If it was 55 degrees here, I'd have a jacket on!  I really can't recall the last day we had even a low temperature of 55; probably back in May sometime.  The lowest temperature we've had in at least a month was about 64, back in early June.  For the last two weeks, the LOW temps have been in the upper 60s/low 70s. And we're one of the northernmost "southern" states!



SCraig said:


> I checked yesterday morning and in the past 10 days we have broken the record high 8 times.  One was an all-time record high for Nashville (109 (42.7c) degrees on 6/29 and the rest were daily record ranging from 105 to 102).  I'd love to have some cool weather for a little while.



Nashville has actually been a good bit hotter than we have in East TN. Same reason as why ya'll get more snow; the fronts hit those mountains on the plateau and move north or south, but bypass Knoxville.

That said, I'm not sure how many times we've broken a record high, but it's been several.  It was 105 three days in a row, and we've hit 100-102 several other times. Since the middle of June, we've only had two days where the high temperature wasn't over 90 degrees (and one of those was 89).


----------



## paigew (Jul 9, 2012)

Its too hot here. Over 100 almost every day; you can have our heat, and send us your rain too! Our ground has visible cracks in it because its so dry  But hey, that happens every year from may until september.


----------



## snowbear (Jul 9, 2012)

jowensphoto said:


> I'm in the DC area... you can have all the heat and humidity you'd like, we have plenty to spare!

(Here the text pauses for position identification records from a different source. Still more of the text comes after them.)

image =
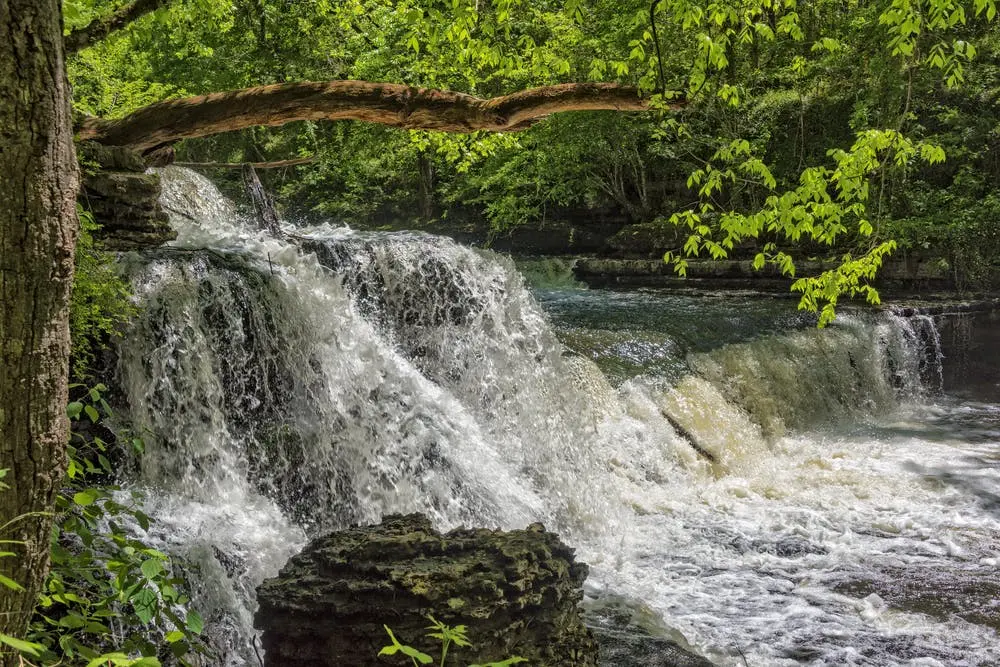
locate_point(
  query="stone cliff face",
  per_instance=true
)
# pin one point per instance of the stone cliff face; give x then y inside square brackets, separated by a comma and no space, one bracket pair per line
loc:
[519,593]
[123,198]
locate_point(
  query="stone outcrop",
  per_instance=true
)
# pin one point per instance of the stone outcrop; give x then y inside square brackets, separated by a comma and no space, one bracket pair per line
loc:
[123,198]
[633,635]
[723,274]
[518,592]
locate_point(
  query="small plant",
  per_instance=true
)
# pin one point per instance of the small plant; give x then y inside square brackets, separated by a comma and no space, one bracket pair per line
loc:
[109,595]
[447,635]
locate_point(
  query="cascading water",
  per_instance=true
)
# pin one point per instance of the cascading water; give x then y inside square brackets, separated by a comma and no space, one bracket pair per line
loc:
[288,389]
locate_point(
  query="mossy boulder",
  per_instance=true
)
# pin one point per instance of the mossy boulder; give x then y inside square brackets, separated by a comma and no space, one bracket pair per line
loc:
[518,592]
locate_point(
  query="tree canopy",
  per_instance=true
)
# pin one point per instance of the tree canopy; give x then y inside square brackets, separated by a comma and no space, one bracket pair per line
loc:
[816,124]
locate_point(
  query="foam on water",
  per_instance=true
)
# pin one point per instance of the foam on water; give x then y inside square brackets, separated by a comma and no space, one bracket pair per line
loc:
[287,389]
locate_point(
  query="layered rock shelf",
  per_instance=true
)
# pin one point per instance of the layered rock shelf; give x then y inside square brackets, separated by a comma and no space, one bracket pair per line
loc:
[123,198]
[518,592]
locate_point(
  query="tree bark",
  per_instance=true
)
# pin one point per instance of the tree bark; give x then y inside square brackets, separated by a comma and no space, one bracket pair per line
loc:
[385,103]
[98,29]
[38,228]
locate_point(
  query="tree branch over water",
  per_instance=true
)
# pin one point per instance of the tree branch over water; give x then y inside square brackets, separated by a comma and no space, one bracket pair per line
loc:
[390,104]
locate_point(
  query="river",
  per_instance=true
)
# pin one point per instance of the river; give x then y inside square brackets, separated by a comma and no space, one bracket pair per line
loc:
[767,491]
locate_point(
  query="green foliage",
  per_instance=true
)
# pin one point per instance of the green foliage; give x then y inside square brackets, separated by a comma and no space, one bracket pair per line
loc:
[100,303]
[448,636]
[811,128]
[108,595]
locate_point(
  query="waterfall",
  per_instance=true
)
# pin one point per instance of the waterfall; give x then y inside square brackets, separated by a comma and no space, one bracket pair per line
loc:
[285,389]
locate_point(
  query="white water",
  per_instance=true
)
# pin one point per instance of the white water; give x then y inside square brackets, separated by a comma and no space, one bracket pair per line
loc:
[285,393]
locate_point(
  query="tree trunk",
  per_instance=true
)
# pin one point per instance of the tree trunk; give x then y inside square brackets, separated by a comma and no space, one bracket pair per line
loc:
[385,103]
[38,228]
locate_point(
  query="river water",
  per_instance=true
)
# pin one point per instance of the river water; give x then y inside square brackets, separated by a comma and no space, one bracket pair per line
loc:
[766,491]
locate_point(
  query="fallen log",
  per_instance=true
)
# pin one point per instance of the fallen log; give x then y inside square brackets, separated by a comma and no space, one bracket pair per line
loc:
[390,104]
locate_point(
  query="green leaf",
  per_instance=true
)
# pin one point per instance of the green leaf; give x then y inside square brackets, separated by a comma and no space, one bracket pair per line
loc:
[85,497]
[22,646]
[144,603]
[151,568]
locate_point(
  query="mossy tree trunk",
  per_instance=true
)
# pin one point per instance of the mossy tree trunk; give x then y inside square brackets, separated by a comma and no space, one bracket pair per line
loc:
[38,228]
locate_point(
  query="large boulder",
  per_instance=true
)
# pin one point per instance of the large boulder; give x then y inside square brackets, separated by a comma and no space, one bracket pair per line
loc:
[518,592]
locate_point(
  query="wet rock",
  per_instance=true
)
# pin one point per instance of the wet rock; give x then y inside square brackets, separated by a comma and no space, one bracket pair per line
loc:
[631,634]
[123,198]
[518,592]
[646,239]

I agree - you can have it.  We're getting a bit of rain today, but with the 85° F/20° C temperature it will just make it more humid.  At least we never lost power or air conditioning.


----------



## SCraig (Jul 9, 2012)

sm4him said:


> Even though I live in the south, where it is SUPPOSED to be HOT, most of the people around here would LOVE to give you some of the heat. I revel in this weather, though.  The other day the weatherman had just reported that the forecast was for several more days of 100+ degree heat. Then he said, "But the *good* news is..." and I thought to myself, "as far as I'm concerned, that WAS the good news!"
> I'm thinking of retiring in the Caribbean. Just need a "sponsor"...


Yuk!  I'm the exact opposite.  I can comfortably spend all day outside in 40 degrees in shirtsleeves but at 75 degrees I'm starting to sweat.  At 100 degrees I'm about to melt.


----------



## KenC (Jul 9, 2012)

SCraig said:


> sm4him said:
> 
> 
> > Even though I live in the south, where it is SUPPOSED to be HOT, most of the people around here would LOVE to give you some of the heat. I revel in this weather, though.  The other day the weatherman had just reported that the forecast was for several more days of 100+ degree heat. Then he said, "But the *good* news is..." and I thought to myself, "as far as I'm concerned, that WAS the good news!"
> ...



Yeah, same for me, although my comfort range is about 50-80.  Forkie, I would gladly trade 90+ F every day for some damp cool London weather any day if I could.


----------



## jwbryson1 (Jul 9, 2012)

I'm in the DC Metro area too and I LOVE this heat!  It reminds me of my home country.


----------



## sm4him (Jul 9, 2012)

SCraig said:


> sm4him said:
> 
> 
> > Even though I live in the south, where it is SUPPOSED to be HOT, most of the people around here would LOVE to give you some of the heat. I revel in this weather, though.  The other day the weatherman had just reported that the forecast was for several more days of 100+ degree heat. Then he said, "But the *good* news is..." and I thought to myself, "as far as I'm concerned, that WAS the good news!"
> ...



Over 99% of the population in this city would probably agree with you. I only know of two other people here who like it as hot as I do--and I'm related to both of them. 



jwbryson1 said:


> I'm in the DC Metro area too and I LOVE this heat!  It reminds me of my home country.



Which is...?  I might wanna retire there, instead.


----------